At April 30, 2007 (unaudited) and January 31, 2007, the Company was indebted to the President of the Company for cash advances of $303. The amount is unsecured, non-interest bearing and has no specific terms of repayment.

5.       COMMON STOCK

On March 24, 2006, the Company sold 3,000,000 shares of common stock at a price of $0.00001 per share for cash proceeds of $30.

On August 23, 2006, the Company sold 2,100,000 shares of common stock at a price of $0.0001 per share for cash proceeds of $210.

On August 29, 2006, the Company sold 700,000 shares of common stock at a price of $0.001 per share for cash proceeds of $700.

On October 16, 2006, the Company sold 335,000 shares of common stock at a price of $0.05 per share for cash proceeds of $16,750.
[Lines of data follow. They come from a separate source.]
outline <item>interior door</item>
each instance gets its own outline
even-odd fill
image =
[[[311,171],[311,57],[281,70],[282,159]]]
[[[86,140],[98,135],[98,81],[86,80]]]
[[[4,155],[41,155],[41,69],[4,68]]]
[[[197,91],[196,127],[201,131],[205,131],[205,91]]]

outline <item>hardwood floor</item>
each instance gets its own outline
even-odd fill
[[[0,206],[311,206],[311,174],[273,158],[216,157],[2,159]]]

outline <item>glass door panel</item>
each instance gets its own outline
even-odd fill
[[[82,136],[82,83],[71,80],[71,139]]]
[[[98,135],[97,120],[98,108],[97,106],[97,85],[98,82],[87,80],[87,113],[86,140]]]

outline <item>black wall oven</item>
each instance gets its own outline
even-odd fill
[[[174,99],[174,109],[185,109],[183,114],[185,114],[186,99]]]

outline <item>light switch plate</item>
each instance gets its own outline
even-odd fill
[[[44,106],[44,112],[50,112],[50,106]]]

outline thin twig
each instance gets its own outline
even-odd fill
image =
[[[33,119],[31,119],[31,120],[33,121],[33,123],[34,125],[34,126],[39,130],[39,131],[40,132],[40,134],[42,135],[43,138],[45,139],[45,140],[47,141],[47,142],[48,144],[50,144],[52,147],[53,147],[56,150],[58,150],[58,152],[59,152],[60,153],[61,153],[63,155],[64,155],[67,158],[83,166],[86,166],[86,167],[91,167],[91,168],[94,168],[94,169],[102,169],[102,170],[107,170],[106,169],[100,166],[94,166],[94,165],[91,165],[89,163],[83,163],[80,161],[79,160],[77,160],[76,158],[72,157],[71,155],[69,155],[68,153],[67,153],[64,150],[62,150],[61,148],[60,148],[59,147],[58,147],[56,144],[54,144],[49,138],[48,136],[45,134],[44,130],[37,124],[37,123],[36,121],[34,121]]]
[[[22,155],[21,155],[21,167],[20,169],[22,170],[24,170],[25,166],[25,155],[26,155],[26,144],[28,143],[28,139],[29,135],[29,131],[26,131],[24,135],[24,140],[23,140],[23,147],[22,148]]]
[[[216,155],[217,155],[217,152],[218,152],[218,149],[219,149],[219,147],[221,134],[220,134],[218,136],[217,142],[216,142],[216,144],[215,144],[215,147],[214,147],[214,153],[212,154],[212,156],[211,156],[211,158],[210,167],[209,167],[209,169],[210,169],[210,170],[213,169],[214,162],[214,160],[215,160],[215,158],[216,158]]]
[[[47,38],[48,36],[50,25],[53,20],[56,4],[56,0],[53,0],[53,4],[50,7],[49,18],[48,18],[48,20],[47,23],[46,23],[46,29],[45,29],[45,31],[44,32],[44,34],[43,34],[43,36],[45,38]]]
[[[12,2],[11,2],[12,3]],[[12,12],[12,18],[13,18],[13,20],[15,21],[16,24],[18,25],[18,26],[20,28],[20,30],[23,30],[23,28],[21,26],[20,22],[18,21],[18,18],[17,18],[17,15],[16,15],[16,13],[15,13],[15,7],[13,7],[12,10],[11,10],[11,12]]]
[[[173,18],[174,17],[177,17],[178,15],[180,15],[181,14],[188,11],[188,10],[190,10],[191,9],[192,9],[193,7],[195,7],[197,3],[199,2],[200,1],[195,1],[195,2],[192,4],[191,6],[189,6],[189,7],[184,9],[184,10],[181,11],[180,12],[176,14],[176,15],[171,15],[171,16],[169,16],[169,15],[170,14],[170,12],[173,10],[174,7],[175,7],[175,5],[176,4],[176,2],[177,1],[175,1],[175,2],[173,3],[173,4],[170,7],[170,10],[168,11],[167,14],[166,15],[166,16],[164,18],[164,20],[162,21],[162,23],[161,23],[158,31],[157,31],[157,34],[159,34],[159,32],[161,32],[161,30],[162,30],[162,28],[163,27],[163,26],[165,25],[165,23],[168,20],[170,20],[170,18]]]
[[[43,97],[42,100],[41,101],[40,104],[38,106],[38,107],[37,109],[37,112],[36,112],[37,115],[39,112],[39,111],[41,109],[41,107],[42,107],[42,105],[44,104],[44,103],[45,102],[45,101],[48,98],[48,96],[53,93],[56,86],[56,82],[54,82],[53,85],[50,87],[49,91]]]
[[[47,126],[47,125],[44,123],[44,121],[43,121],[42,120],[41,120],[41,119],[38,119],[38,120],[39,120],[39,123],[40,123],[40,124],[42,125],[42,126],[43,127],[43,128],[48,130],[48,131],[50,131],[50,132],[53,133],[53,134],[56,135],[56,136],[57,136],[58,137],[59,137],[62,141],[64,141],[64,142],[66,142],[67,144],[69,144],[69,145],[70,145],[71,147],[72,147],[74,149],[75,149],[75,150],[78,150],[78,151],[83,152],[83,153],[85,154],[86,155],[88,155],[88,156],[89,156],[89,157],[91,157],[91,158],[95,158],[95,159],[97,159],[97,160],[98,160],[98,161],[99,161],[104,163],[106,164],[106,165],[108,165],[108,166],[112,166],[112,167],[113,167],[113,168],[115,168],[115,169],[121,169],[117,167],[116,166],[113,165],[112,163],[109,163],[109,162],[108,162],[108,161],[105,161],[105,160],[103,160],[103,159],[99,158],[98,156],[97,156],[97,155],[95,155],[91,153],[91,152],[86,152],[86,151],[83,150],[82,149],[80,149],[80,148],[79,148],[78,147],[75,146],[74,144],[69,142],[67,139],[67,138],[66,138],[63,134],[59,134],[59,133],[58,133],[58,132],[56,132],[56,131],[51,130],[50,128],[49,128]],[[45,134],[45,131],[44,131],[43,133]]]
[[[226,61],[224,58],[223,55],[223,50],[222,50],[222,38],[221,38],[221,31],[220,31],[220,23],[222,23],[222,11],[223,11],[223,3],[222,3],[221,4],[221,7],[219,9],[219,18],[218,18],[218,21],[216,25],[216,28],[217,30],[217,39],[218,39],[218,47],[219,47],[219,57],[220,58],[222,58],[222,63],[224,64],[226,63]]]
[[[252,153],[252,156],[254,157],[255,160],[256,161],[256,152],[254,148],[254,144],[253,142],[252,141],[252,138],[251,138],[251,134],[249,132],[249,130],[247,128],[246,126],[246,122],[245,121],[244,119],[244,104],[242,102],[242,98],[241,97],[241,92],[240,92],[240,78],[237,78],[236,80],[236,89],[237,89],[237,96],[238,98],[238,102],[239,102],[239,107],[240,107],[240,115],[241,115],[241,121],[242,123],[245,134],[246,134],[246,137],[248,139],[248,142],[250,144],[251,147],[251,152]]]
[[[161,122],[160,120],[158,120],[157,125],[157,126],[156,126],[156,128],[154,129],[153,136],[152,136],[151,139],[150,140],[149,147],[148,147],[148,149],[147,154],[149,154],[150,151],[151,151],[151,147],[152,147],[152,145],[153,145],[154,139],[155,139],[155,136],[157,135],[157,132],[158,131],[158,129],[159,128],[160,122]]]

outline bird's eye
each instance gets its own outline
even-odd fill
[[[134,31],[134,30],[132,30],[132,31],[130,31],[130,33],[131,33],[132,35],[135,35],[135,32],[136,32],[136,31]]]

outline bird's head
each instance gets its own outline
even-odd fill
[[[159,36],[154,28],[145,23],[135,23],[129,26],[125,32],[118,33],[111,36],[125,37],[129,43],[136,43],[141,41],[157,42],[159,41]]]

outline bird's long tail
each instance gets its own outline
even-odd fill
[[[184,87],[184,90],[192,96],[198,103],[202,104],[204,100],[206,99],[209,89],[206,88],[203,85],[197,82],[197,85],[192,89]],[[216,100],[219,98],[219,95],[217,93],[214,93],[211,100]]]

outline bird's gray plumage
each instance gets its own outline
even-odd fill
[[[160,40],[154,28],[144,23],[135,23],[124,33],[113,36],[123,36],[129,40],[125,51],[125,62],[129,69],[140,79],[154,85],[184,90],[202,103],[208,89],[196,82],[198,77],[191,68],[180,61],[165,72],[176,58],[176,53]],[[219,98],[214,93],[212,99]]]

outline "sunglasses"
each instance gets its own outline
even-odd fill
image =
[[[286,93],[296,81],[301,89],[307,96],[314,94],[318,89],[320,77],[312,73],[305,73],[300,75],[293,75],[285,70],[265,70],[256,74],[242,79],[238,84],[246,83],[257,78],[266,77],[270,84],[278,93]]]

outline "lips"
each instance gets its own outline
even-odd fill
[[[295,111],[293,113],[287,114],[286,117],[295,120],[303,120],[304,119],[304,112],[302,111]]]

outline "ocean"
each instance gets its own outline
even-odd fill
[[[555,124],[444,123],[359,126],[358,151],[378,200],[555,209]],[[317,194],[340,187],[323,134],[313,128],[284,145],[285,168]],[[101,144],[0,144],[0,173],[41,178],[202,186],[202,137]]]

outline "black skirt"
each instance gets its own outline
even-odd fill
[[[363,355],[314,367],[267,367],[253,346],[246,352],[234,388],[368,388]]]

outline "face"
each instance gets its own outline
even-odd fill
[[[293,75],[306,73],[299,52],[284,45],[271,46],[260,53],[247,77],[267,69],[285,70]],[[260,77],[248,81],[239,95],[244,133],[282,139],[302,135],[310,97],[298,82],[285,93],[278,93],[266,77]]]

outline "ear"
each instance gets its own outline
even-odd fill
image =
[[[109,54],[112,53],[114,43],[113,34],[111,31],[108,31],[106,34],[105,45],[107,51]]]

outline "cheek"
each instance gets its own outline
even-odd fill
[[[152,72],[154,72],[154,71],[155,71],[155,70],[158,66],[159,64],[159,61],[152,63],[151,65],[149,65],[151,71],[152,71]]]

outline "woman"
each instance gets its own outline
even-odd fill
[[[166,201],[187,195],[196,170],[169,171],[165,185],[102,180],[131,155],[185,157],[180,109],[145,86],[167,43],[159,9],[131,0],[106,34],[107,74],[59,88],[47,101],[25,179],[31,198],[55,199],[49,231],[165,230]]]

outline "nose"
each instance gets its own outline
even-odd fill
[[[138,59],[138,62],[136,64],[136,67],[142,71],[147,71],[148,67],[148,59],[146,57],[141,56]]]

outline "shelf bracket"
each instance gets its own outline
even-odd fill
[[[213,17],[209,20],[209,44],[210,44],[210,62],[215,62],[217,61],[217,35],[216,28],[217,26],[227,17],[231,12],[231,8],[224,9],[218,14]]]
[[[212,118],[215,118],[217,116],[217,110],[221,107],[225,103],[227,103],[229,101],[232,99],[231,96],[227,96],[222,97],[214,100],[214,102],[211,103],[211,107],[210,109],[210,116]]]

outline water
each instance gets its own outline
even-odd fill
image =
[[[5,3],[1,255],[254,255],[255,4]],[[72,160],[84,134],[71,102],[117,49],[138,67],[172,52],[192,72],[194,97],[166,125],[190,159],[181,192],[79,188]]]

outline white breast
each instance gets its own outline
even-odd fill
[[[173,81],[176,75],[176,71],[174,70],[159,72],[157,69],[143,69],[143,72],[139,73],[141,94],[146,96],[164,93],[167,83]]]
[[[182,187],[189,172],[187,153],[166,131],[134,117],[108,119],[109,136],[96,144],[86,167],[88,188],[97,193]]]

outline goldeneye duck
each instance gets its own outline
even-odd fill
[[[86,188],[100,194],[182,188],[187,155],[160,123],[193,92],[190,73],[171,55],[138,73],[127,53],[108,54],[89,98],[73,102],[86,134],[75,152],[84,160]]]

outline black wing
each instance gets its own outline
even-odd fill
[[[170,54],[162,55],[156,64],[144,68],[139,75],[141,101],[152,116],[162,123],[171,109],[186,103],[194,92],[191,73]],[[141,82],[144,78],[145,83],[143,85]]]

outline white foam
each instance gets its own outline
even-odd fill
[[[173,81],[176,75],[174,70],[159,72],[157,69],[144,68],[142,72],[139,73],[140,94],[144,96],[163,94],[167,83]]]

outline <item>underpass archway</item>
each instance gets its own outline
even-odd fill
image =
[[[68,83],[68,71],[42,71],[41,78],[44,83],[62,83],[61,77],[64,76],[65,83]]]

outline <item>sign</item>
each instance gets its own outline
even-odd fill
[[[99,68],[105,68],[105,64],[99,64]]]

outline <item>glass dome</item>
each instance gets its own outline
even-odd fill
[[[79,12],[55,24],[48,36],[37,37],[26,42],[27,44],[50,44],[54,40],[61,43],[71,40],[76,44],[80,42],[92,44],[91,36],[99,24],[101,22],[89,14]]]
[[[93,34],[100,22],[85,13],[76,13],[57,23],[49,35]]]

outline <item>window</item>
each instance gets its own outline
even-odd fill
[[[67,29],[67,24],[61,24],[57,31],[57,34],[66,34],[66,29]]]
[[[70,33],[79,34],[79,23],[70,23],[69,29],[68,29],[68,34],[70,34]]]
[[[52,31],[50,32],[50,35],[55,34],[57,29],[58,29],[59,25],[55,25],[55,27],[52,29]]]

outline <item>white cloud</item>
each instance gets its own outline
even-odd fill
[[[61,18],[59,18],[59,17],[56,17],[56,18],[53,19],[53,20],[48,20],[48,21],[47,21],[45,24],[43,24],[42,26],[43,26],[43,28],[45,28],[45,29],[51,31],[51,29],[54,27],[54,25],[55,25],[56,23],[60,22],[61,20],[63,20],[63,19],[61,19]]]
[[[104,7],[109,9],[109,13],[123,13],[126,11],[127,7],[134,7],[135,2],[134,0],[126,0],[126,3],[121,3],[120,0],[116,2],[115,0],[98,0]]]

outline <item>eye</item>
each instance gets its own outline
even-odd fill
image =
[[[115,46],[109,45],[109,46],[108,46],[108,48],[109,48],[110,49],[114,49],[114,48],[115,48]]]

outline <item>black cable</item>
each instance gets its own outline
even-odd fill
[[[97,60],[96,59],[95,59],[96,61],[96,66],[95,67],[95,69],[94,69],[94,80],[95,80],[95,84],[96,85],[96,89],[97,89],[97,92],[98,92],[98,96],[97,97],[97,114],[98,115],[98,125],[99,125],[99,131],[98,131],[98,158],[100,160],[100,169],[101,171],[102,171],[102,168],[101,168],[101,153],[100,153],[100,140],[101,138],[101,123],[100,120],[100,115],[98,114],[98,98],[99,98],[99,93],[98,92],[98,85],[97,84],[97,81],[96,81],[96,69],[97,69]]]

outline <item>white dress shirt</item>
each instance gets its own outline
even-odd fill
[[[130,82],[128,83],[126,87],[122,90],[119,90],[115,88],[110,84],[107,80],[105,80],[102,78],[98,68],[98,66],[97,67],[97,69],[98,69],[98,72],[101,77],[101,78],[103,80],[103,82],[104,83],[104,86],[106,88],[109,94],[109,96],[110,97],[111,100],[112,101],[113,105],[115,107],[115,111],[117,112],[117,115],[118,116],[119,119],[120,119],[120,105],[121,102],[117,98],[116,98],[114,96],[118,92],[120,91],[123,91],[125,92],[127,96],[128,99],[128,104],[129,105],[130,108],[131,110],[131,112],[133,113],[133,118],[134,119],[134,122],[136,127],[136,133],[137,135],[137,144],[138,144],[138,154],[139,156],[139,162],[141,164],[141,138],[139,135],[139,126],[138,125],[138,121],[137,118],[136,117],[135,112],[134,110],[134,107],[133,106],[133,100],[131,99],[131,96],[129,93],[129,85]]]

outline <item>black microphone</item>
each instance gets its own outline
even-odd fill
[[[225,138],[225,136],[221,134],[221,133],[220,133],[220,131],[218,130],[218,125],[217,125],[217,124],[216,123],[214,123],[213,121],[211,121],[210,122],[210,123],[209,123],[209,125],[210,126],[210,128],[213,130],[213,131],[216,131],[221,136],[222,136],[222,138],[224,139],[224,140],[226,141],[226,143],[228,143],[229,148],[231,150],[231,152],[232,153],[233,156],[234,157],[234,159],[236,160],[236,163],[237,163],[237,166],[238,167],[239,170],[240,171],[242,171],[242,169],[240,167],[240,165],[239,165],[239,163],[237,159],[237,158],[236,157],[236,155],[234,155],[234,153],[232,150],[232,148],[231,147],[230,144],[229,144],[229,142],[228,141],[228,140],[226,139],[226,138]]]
The Company has no stock option plan, warrants or other dilutive securities.

6.       INCOME TAXES

The provision for income taxes differs from the result which would be obtained by applying the statutory income tax rate of 34% to income before income taxes. The difference results from the following items:

 

 

F-9

-42-


ACROPOLIS PRECIOUS METALS INC.
(An Exploration Stage Company)
NOTES TO FINANCIAL STATEMENTS

    Three months     Period March 24 2006  
    ended April 30,     (inception) to January  
    2007     31, 2007  
    (Unaudited)     (Audited)  
Computed expected income taxes (benefit)    $ (24 )  $  (2,461 ) 
Increase in valuation allowance    24     2,461  
 
Income tax provision  $ -   $  -  

     Significant components of the Company’s deferred income tax assets are as follows:

    April 30,     January 31,  
    2007     2007  
    (Unaudited)     (Audited)  
Net operating loss carryforward  $  2,485   $  2,461  
Valuation allowance    (2,485 )    (2,461 ) 
 
Net deferred tax assets  $  -   $  -  

Based on management’s present assessment, the Company has not yet determined it to be more likely than not that a deferred tax asset of $2,485 at April 30, 2007 attributable to the future utilization of the net operating loss carryforward of $7,308 will be realized. Accordingly, the Company has provided a 100% allowance against the deferred tax asset in the financial statements. The Company will continue to review this valuation allowance and make adjustments as appropriate. The net operating loss carryforward expires $7, 239 in year 2027 and $69 in year 2028.

Current tax laws limit the amount of loss available to be offset against future taxable income when a substantial change in ownership occurs. Therefore, the amount available to offset future taxable income may be limited.

 

 

 

F-10

-43-


ACROPOLIS PRECIOUS METALS INC.
(An Exploration Stage Company)
NOTES TO FINANCIAL STATEMENTS

7.       PLANNED REGISTRATION STATEMENT

The Company plans to file a Registration Statement on Form SB-2 with the United States Securities and Exchange Commission to register 3,035,000 shares of common stock for resale by existing stockholders of the Company at $0.05 per share until the shares are quoted on the OTC Bulletin Board, and thereafter at prevailing market prices. The Company will not receive any proceeds from the resale of shares of common stock by the selling stockholders.

On April 25, 2007, the Company executed a letter agreement with an attorney to prepare and file the Form SB-2 Registration Statement for a fee of $20,000. The agreement provided that the Company is to pay the attorney $10,000 upon execution of the agreement (which was paid in May 2007) and the $10,000 balance when the registration statement is declared effective by the SEC.

 

 

 

 

 

 

 

 

 

 

 

 

 

 

F-11

-44-


     Until October 18, 2007, ninety days after the date of this prospectus, all dealers effecting transactions in our registered securities, whether or not participating in this distribution, may be required to deliver a prospectus. This is in addition to the obligation of dealers to deliver a prospectus when acting as underwriters and with respect to their unsold allotments or subscriptions.